The theme of the essay is best expressed in its last sentence:
Will Canadians ever learn what really happened at Indian Residential Schools? Until a politician possesses the courage to challenge the Aboriginal Industry, and the propagating of false claims ceases to be so lucrative, Canadians can expect greater levels of sensational and fallacious narrative weaving around the history of indigenous relations.
More particular, this intelligent piece of provocative writing clearly documents how the Indian Industry, the older name for the Aboriginal Industry, has deviously distorted indigenous history (and, by implication, prehistory) to portray post-contact interaction with Europeans, especially British ones, as having been a deliberate effort to obliterate Canada’s aboriginal peoples from the face of the earth.
Nothing could be further from truth as Pew shows in his careful summary of the motives, content, and results of this interaction.
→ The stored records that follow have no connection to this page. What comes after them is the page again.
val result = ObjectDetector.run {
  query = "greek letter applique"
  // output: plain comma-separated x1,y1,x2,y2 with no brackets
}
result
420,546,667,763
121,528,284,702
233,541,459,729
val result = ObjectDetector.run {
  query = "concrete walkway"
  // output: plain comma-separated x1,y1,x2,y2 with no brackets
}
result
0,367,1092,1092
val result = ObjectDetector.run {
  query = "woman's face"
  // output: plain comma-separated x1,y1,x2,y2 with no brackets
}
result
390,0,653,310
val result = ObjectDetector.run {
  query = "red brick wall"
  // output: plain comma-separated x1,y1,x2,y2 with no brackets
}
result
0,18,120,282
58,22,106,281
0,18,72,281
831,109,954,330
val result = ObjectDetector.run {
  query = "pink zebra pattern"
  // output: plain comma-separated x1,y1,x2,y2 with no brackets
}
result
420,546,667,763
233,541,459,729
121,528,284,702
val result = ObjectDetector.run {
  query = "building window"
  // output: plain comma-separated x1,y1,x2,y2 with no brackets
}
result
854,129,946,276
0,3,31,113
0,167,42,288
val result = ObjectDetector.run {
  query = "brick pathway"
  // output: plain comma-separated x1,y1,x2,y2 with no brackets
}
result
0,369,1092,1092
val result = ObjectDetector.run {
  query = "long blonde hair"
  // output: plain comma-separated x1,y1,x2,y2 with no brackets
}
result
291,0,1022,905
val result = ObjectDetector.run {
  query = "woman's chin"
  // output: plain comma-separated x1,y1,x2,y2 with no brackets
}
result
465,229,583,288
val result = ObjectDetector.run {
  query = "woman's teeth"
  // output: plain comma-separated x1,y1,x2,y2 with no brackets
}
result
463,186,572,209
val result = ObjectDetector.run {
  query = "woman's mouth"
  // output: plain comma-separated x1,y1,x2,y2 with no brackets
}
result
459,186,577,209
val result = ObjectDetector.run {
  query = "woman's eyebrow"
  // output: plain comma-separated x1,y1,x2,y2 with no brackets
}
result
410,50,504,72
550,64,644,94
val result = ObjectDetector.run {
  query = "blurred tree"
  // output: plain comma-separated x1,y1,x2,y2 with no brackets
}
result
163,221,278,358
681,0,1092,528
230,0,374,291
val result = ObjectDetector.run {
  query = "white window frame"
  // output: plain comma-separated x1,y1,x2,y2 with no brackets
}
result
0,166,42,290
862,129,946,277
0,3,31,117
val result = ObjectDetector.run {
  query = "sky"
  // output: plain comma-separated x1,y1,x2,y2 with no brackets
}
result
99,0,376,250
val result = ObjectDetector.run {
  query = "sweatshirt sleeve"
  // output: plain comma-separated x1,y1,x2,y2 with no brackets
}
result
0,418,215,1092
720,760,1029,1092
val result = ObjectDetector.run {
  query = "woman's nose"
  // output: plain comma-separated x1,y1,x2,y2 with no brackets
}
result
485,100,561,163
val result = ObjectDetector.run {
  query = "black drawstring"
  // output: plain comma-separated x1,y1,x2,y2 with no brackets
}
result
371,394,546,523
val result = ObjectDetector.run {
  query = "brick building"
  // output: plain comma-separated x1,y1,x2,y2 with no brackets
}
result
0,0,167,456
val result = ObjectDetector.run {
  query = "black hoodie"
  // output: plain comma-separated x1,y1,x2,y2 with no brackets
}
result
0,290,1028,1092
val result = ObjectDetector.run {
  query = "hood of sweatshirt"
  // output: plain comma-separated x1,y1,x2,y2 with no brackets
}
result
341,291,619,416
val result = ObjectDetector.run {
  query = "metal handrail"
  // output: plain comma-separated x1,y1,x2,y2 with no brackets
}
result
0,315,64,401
My contention is that without denying that what became Canada is a conquered territory and its original human inhabitants colonized peoples, the country’s treatment of our aboriginals has been the most benign and altruistic in the entire 500-plus years of the global interaction of the West with the Rest, the Indian Residential Schools, despite their shortcomings, being the best example of this.
More particularly, treaties need not have been offered to the indigenous people of Canada, just as they were never offered to most other conquered people around the world for millennia, including those conquered by aboriginal peoples themselves for thousands of years before any contact with Europeans.
James Pew is also the editor/author of two Substack newsletters, containing both his writing and the work of many other gifted thinkers, deserving your close attention:
Keep reading with a 7-day free trial
Subscribe to REAL Indigenous Report to keep reading this post and get 7 days of free access to the full post archives.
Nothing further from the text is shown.